Saturday, June 18, 2011

Putting myself in my kids' shoes

I always preach mathematical fearlessness to my kids, my colleagues, and just about anyone who will listen. I go on and on about the importance of being able to sit with a new problem for more than 5 minutes, or even 5 days, and mulling it over, poking around, trying whatever you can to solve it without giving up or losing interest or Googling the answer. I always want my students to try something in lieu of just staring, and I am usually stingy with hints.

One thing - quite possibly the only thing - I miss about math grad school is the feeling of sitting down and figuring out a really, really difficult problem. At the time it felt a bit like "intellectual masturbation" because that's all I would do and I felt like I was contributing absolutely nothing to the world, but it definitely helped me develop my mathematical fearlessness. Since I started teaching it is rare that I actually sit down with a truly challenging problem and force myself to think it through from start to finish. So much of what I do is in a rush - I don't have time to really think about a problem because I am trying to plan two lessons for the next day, so instead I think about it for 5 minutes and then look at how someone else did it. Shameful, I know. The question presented itself to me: Can I actually practice what I preach? Am I still mathematically fearless?

My office-mate presented me with this problem about a week ago: You have a square dartboard. What is the probability that a randomly-thrown dart will land closer to the center of the dartboard than to an edge?

I sat down to solve it and was absolutely stumped. I had no idea where to start besides drawing a little picture. Said office-mate told me that he had banged his head against the wall and couldn't figure it out, which made me a little disheartened because I consider him to be a much more clever problem solver than I am. [Lesson one about how my kids feel: It's difficult for them to actually believe in their abilities when they look around and see classmates who they consider to be "smarter" who are also struggling with the problem.]

I took the problem home and presented it to my boyfriend, who really is the smartest math guy I know. He struggled with it for a little bit, went inside the bedroom, and came out about 30 minutes later announcing that he had solved it and that he would not tell me how he did it. Fine. Be that way. At that point I was still really struggling; I didn't even feel like I had a solid starting point. I went into the bedroom and I have to admit that I glanced over at his clipboard where he had solved the problem and saw some nasty math that I didn't like. My heart sunk even more. [Lesson 2 about how my kids feel: When they see another student's solution and don't immediately understand it - and how could you really immediately understand someone else's solution to a problem? - they tend to give up because they think that they could never think of that solution. The thought doesn't even cross their mind that maybe they can come up with another way to solve the problem.]

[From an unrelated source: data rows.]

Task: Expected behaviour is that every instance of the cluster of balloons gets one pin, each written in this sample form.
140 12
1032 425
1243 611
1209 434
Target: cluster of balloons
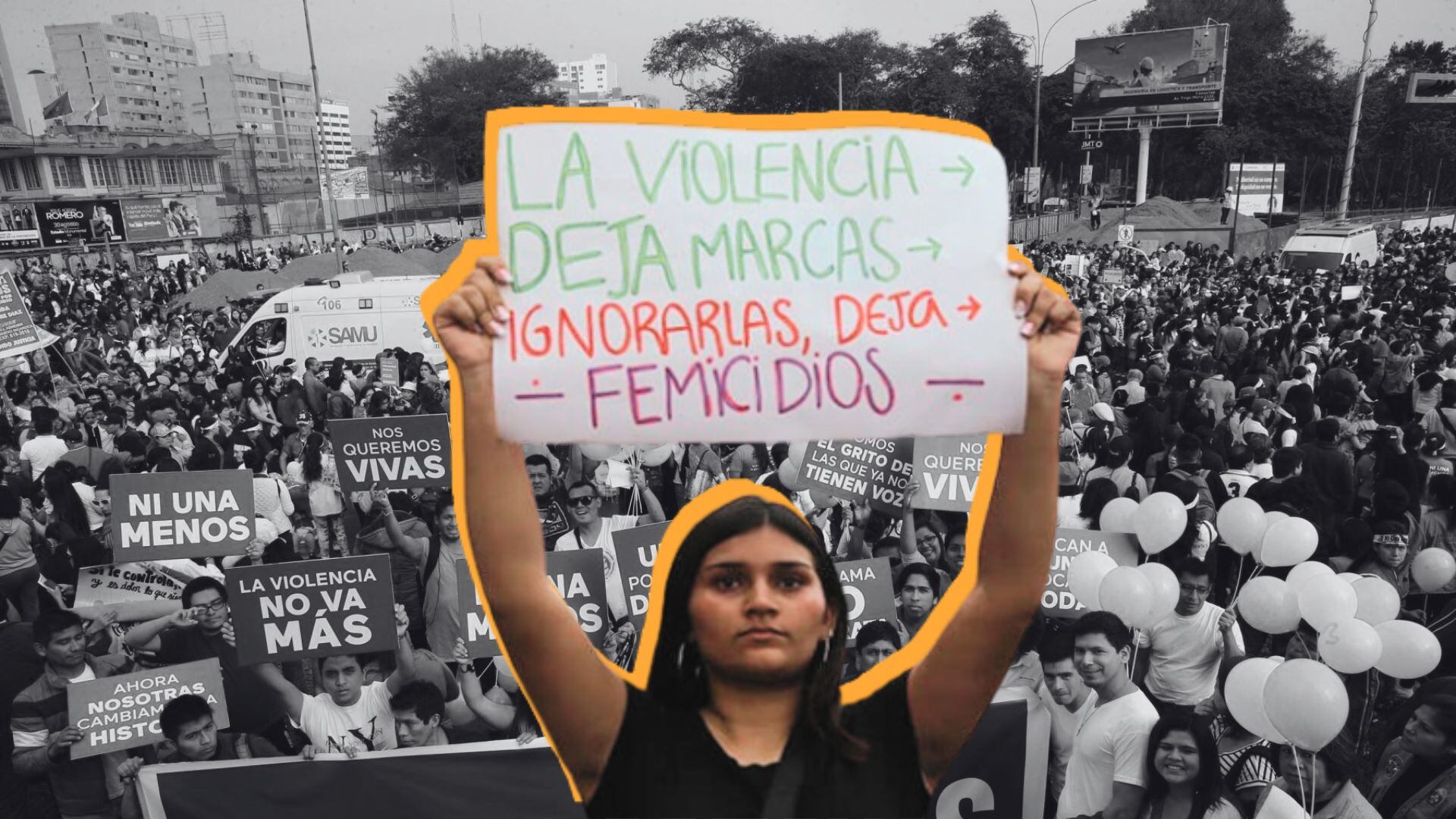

So I gave up for a few days, thinking about the problem a little bit here and there but never hard enough so that I'd feel like a failure if I didn't figure it out. [Lesson 3: Not trying hard is how kids avoid feeling like failures.] This went on until yesterday afternoon. My boyfriend and I spent the afternoon at my favorite neighborhood coffee shop, basking in the San Diego sunshine. I was working on my end-of-year comments when I suddenly remembered the dartboard problem. I asked him to tell me how he had solved it. He looked at me somewhat disappointedly. "Really? But then you'll never keep thinking about it your way." At that point I still didn't have a "way" but a small fire lit inside of me - How could I not have a "way"? Some idea, some line of reasoning? What would I say to a kid who asked me for a help with a problem and didn't have anything of his own to show? So I told him to wait a sec, and I took out a piece of paper and started working. I came up with what seemed like a great solution with a simple answer. Boyfriend checked the work and agreed, but then asked me to look over his solution because he had gotten a completely different answer and had been sure he was correct. As he was explaining it, he immediately found an error in his reasoning which made his method quite complex to carry out. However, we then went back to my method and found an error, so we worked it through again together. I now have a solution that I'm pretty happy with and that is completely different from his solution, and it feels so good that it is mine. He was right - if I had looked at his solution first, I would have never had the guts or desire to come up with my own. [Lesson 4: The lengthy process really is worth it! Any human being - teacher, student, adult - feels amazing after coming up with a clever answer to a problem that once seemed insurmountable.]

I would be happy to post my solution if anyone is interested; I would also like feedback because I wouldn't say I'm 100% confident. More importantly, though, I feel like this was an exercise in my own mathematical fearlessness. I gained a new respect for my students. As I know they do, I felt anxious, inadequate, and angry at various points in this problem-solving process. My new question is: How can I better support them so that they actually want to stick it out until the end?